Она взяла с полки свою старую сумку и направилась к выходу.
— Мам, куда ты?! — вскочил Андрей.
— Туда, где меня примут. А это точно не здесь.
— Но у тебя же нет денег!
Галина Петровна остановилась на пороге:
— Знаешь, сынок, у меня есть кое-что гораздо ценнее денег. Совесть. А вот у тебя — нет.
Прошел месяц. Андрей сидел в больничной палате и смотрел на седую женщину в казённой пижаме. Галина Петровна лежала с закрытыми глазами, к руке был подключен катетер.
— Инфаркт, — сказал врач, заходя в палату. — Обширный.
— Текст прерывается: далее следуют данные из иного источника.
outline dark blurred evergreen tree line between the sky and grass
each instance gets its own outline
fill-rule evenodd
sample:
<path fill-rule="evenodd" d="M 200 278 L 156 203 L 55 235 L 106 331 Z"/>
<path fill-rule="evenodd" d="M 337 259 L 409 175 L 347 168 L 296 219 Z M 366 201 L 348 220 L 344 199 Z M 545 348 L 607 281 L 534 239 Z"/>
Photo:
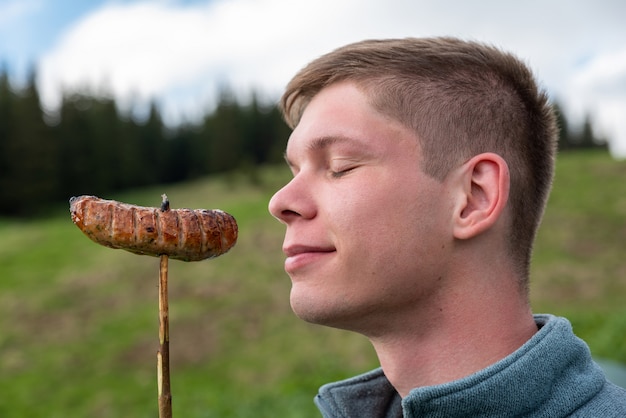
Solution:
<path fill-rule="evenodd" d="M 278 109 L 224 90 L 200 122 L 168 128 L 156 104 L 145 120 L 114 99 L 64 96 L 54 121 L 42 111 L 34 73 L 16 89 L 0 70 L 0 216 L 31 216 L 73 195 L 106 196 L 282 161 L 289 136 Z M 557 106 L 561 150 L 606 148 L 591 121 L 570 129 Z"/>

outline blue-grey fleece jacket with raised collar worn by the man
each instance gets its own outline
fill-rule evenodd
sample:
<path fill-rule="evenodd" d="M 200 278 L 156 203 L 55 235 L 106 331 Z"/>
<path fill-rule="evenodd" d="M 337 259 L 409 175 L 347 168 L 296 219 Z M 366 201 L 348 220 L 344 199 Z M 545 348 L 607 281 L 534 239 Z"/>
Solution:
<path fill-rule="evenodd" d="M 381 369 L 320 388 L 325 418 L 626 417 L 626 390 L 608 382 L 565 318 L 535 315 L 517 351 L 465 378 L 401 399 Z"/>

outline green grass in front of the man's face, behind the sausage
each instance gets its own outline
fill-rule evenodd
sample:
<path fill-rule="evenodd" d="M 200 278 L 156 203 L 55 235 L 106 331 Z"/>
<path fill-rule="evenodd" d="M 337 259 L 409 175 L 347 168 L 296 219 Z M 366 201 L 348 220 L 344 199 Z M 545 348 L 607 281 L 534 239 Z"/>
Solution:
<path fill-rule="evenodd" d="M 288 175 L 103 196 L 158 206 L 165 192 L 173 207 L 221 208 L 238 220 L 228 254 L 170 262 L 174 416 L 318 416 L 320 384 L 376 364 L 362 337 L 291 313 L 283 227 L 267 213 Z M 0 221 L 0 237 L 0 417 L 157 416 L 158 259 L 92 243 L 67 206 L 43 220 Z"/>

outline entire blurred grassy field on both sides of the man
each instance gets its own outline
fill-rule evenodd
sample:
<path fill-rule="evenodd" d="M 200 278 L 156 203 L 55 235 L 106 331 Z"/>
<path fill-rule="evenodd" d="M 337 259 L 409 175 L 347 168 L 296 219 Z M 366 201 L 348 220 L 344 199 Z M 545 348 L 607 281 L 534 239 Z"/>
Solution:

Хорошо, что соседи вовремя нашли.
Те самые соседи из коммуналки, где мать снимала угол. Тётя Клава рассказывала, что Галина Петровна работала уборщицей в трёх местах, чтобы платить за жильё. В день инфаркта она мыла лестницы в офисном центре.
— Мама, — тихо позвал Андрей, беря её руку. — Прости меня.
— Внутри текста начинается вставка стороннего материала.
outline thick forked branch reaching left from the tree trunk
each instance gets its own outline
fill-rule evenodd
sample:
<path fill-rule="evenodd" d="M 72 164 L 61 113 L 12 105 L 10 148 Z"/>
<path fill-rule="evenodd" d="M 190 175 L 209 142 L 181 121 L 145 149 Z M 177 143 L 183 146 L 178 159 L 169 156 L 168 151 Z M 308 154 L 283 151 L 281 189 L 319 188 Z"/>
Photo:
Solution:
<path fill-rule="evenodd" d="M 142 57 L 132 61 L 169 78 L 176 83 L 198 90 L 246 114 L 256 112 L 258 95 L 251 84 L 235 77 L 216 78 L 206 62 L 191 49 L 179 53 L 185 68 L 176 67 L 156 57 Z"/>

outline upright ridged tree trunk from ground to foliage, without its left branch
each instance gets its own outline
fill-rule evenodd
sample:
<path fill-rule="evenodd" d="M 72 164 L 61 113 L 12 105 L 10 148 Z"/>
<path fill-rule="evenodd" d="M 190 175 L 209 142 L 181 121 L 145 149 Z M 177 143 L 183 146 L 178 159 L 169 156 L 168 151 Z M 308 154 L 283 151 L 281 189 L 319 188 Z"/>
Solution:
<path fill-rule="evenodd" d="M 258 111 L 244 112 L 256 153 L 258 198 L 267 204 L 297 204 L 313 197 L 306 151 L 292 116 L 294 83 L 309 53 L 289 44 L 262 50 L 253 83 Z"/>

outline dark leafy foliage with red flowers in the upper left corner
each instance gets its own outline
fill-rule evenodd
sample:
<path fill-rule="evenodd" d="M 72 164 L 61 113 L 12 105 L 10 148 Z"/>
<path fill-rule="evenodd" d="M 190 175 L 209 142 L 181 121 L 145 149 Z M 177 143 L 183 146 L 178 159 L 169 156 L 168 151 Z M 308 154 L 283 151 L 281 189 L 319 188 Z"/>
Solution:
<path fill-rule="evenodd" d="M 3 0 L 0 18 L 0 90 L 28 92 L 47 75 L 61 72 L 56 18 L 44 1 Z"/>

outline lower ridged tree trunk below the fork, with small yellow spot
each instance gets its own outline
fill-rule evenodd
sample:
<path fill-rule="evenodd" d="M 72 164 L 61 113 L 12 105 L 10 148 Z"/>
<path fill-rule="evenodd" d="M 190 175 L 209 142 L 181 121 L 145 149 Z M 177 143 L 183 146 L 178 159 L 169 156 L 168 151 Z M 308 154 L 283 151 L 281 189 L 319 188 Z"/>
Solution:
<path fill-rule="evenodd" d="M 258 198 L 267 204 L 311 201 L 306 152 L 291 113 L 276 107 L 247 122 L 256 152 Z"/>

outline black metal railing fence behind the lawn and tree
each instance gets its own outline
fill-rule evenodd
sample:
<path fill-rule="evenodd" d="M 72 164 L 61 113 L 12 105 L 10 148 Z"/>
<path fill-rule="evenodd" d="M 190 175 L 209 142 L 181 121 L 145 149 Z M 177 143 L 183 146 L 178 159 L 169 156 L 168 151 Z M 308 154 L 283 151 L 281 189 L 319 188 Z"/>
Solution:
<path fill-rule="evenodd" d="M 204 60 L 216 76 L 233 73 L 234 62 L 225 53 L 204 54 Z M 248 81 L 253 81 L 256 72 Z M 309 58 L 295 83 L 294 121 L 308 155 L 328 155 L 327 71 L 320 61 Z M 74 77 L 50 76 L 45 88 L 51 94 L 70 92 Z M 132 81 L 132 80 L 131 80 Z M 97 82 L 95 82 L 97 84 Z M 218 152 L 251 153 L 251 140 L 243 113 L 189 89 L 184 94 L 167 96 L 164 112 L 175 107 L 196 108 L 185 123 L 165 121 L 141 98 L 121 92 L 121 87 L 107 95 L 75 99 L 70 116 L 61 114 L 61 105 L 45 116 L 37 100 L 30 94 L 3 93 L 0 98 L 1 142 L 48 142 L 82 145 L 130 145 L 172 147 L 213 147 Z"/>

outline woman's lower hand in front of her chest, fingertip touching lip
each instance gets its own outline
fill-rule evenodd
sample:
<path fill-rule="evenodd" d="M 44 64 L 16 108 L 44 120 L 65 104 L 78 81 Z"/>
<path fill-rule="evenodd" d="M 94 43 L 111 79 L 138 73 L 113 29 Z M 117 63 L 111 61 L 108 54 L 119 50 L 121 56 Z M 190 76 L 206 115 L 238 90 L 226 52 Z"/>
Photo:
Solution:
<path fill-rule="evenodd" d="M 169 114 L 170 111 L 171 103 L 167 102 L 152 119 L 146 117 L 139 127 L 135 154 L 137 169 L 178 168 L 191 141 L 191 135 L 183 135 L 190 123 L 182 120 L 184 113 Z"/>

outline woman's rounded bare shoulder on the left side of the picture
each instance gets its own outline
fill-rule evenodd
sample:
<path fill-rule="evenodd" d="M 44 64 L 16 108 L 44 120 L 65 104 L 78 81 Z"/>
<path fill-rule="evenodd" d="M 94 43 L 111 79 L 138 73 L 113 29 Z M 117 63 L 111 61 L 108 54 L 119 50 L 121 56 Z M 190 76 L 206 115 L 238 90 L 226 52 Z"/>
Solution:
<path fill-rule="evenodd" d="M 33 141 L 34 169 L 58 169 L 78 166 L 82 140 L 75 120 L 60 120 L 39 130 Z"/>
Галина Петровна открыла глаза. Взгляд был ясным, но чужим.
— Вы кто? — спросила она.
— Я… твой сын. Андрей.
— Сын? — она помолчала. — А где он был, когда мне было плохо?
Врач покачал головой:
— Частичная потеря памяти. Стресс, возраст… Возможно, восстановится, а возможно — нет.
Андрей сжал материнскую руку:
— Мам, я всё понимаю теперь. Я привезу тебя домой, буду ухаживать…
— Домой? — Галина Петровна непонимающе посмотрела на него. — А где мой дом?
— У меня. У нас. В квартире, помнишь?
— Нет, — она отвернулась к окну. — Не помню. И не хочу помнить.
В коридоре его ждала Инна. Беременный живот уже заметно округлился.
— Ну как она?
— Не узнаёт меня, — Андрей обессилено опустился на скамейку. — Врач говорит — может, навсегда.
— Андрей, может, это и к лучшему? — осторожно сказала жена. — Ей в доме престарелых будет спокойнее…
Он резко поднял голову:
— Что ты сказала?
— Ну… я имею в виду, специальный уход, медицина…
— ДОМ ПРЕСТАРЕЛЫХ?! — Андрей вскочил. — Ты хочешь сдать мою мать в дом престарелых?!
— Андрей, но подумай практически…
— ПРАКТИЧЕСКИ?! — он схватил жену за плечи. — Она умирает! Понимаешь? Умирает от того, что мы с ней сделали!
Инна попыталась высвободиться:
— Ты делаешь мне больно…
— Больно? А ей что я сделал? — он отпустил её и прислонился к стене. — Господи, что я наделал…
Через стекло палаты он видел, как медсестра кормила мать с ложечки. Та послушно открывала рот, как ребёнок. Как он сам когда-то, когда болел, а она не отходила от его кровати.
— Андрей, — Инна взяла его за руку. — Нам нужно думать о будущем. О ребёнке.
Он посмотрел на неё долгим взглядом:
— О ребёнке? А что будет, когда наш ребёнок вырастет? Что будет, когда мы состаримся?
— Что ты имеешь в виду?
— А то, что дети берут пример с родителей, — Андрей отвернулся. — И однажды наш сын скажет нам: «Собирайте вещи. Нам нужна квартира для себя».
Инна побледнела. Видимо, до неё наконец дошло.
В палату вошла тётя Клава с передачей.
— Андрей? — удивилась она. — А Галя тебя узнаёт?
— Нет, — тихо ответил он. — Совсем не помнит.
— Да что ж такое… — соседка всплеснула руками. — Говорят, перед инфарктом она всё про тебя забыть просила. Твоё имя, твоё лицо… Видно, больно уж сердцу было.
Андрей закрыл лицо руками. А из палаты донёсся тихий голос Галины Петровны:
— Девочка, а у меня были дети?
— Не знаю, бабушка, — ответила медсестра. — А вы хотели бы, чтобы были?
— Нет, — твёрдо сказала Галина Петровна. — Лучше быть одной, чем с неблагодарными.